Yep. You guessed it. There was enough in the family budget to pay cash for a Ford Pinto. Oh, and wasn‘t I thrilled when they brought that bad boy home. You might be wondering what color it was right? I mean, at least it was gray or black so as to sort of blend into the background and not call a lot of attention to the monstrosity parked in our driveway.
Nope. It was orange. Bright-as-day pumpkin orange. It looked suspiciously like this.
From time to time I had no choice but to ride in this vehicle. I remember it smelling like Pinto. The seats, I believe, were white with orange detailing. This I remember because on the rare occasions when riding in it was unavoidable I would bend at the waist and bury my head between my legs, my face smooshed against the leather (or vinyl more likely) seat. I would stay that way for as long as we were in the car so that nobody could see me through the windows. You wouldn‘t believe what I would have given for some tint on those things.
I realize now how entirely self-absorbed and insanely materialistic this type of behavior was. My only excuse is that I was a teenager and much of my self image at the time hinged on what was considered acceptable and not so much so by my peers.
Okay, so anyway, all of that was brought to mind by a recent conversation I had with Kennedy (my stereotypical redheaded daughter).

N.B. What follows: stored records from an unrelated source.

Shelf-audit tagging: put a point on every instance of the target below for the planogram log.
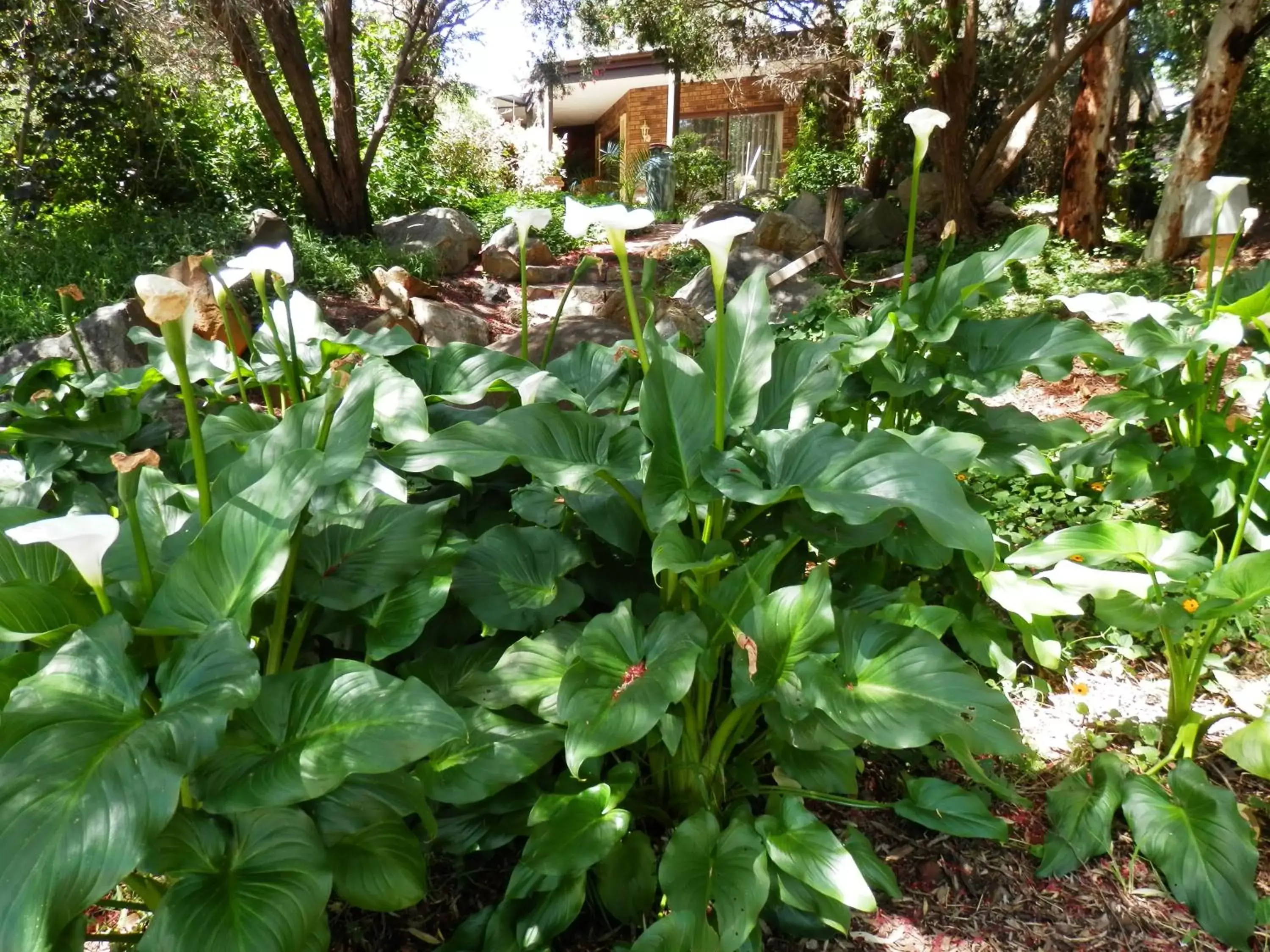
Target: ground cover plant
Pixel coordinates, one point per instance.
(281, 624)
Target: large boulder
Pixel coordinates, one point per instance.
(784, 234)
(788, 299)
(440, 325)
(717, 211)
(501, 258)
(671, 315)
(446, 234)
(809, 210)
(267, 228)
(569, 333)
(106, 339)
(878, 225)
(930, 191)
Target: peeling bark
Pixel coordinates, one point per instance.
(1088, 165)
(1207, 121)
(987, 179)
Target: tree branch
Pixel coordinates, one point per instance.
(247, 54)
(1044, 85)
(404, 68)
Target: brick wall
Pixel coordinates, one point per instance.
(647, 106)
(741, 96)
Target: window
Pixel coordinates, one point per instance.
(751, 143)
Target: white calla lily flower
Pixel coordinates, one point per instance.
(717, 238)
(276, 259)
(614, 219)
(1222, 186)
(84, 540)
(924, 122)
(526, 219)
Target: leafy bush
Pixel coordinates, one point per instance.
(621, 616)
(700, 172)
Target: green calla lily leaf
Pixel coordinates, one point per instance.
(1204, 848)
(312, 729)
(948, 808)
(1081, 809)
(625, 678)
(88, 780)
(512, 579)
(257, 881)
(705, 869)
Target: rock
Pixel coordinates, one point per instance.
(106, 339)
(672, 316)
(783, 233)
(788, 297)
(440, 325)
(267, 228)
(878, 225)
(447, 234)
(501, 258)
(809, 210)
(999, 212)
(493, 294)
(930, 190)
(717, 211)
(569, 333)
(394, 319)
(547, 273)
(414, 287)
(209, 322)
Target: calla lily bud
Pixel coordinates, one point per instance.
(924, 122)
(526, 219)
(162, 299)
(84, 540)
(127, 462)
(1222, 186)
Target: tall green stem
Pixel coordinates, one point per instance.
(525, 297)
(127, 487)
(176, 341)
(919, 154)
(279, 629)
(75, 338)
(721, 361)
(618, 240)
(1259, 470)
(289, 371)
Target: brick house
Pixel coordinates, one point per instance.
(632, 101)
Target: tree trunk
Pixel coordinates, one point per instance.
(338, 31)
(1044, 87)
(954, 87)
(835, 221)
(1088, 167)
(1207, 122)
(986, 182)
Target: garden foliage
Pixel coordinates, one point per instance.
(455, 602)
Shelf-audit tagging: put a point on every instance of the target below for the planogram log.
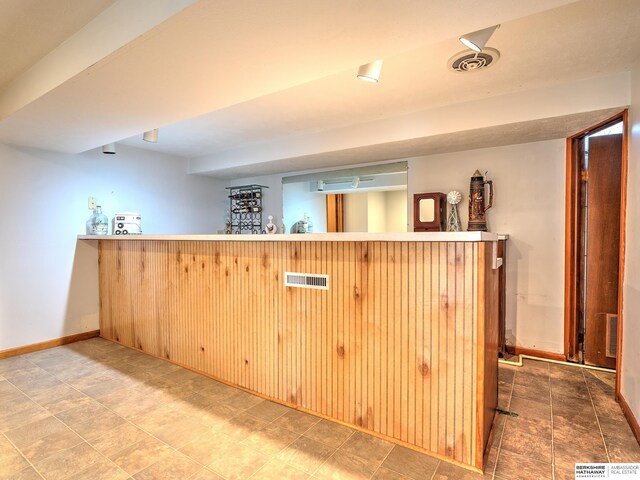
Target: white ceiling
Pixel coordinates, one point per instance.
(30, 29)
(219, 75)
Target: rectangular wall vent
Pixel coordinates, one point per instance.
(612, 335)
(306, 280)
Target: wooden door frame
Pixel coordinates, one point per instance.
(572, 237)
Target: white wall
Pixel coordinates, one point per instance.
(356, 212)
(48, 279)
(376, 212)
(300, 200)
(529, 181)
(631, 294)
(397, 205)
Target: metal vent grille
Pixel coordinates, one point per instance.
(612, 335)
(470, 61)
(306, 280)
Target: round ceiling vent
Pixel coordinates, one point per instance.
(470, 61)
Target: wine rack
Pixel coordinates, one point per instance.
(245, 208)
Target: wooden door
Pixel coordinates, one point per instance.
(602, 245)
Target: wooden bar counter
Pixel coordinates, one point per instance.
(403, 343)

Precursor to this story is that her older sister has been wearing deodorant for quite a few years. Though a skinny little thing older sister Torri started producing some serious B.O. at an early age. It really was enough to knock a person out with one whiff. Anyway, Kennedy does not seem to have inherited that same trait. Get this though, she wishes she had.
I know. Crazy doesn‘t even begin to explain it.
The following is an excerpt of the conversation we had that brought my shameful Pinto memories to life again.
Kennedy: Mom, can you check if I need deodorant yet?
Me: Um, (insert a slightly puzzled sideways glance here) I don‘t think you do babe.
Kennedy: Well, can you check?
Me: I‘m pretty sure I would have noticed in passing if you had B.O., kay?
Kennedy: Please mom. Please just check (as she sort of lifts one arm into the air so as to grant easy access to her pits).
Me: (Considering carefully just which child it is I‘m dealing with and coming to the realization that there is but one way to end the discussion) Sniff. Sniff. Nope, you‘re not stanky. Lucky you. Luckier me.
Kennedy: Awww. When am I going to need deodorant?
Me: I don‘t know. Why do you want deodorant?
Kennedy: All my friends wear it.
Me: How do you know that?
Kennedy: They told me. And it‘s embarrassing that I don‘t wear it.
Me: Well, just don’t tell them then. They‘ll never know.
Kennedy: Duh. I ‘m not going to tell them. It‘s still embarrassing though.
Um, okay. I don‘t fully understand the reasoning here and I doubt I ever will. Call me crazy, but when did stanky pits become a commodity for tween girls? I mean seriously, she‘s ten people. Ten.
Oh but it doesn‘t stop there. My thirteen-year-old has what I fully consider to be a skewed sense of cool (though hers does line up with that of her friends so whatever). Nowadays, cheerleading is so ten minutes ago. Oh, and since we’re talking about smelly, how‘s this for gross. It is perfectly acceptable to pull out your pair of Abercrombie jeans from the bottom of a pile of dirty clothes and wear them to school. Better that than the freshly-laundered Levi‘s hanging neatly in the closet. Because God forbid she wear Levi’s to school.
Oy vey. Pray for me people. I‘m most definitely going to need it.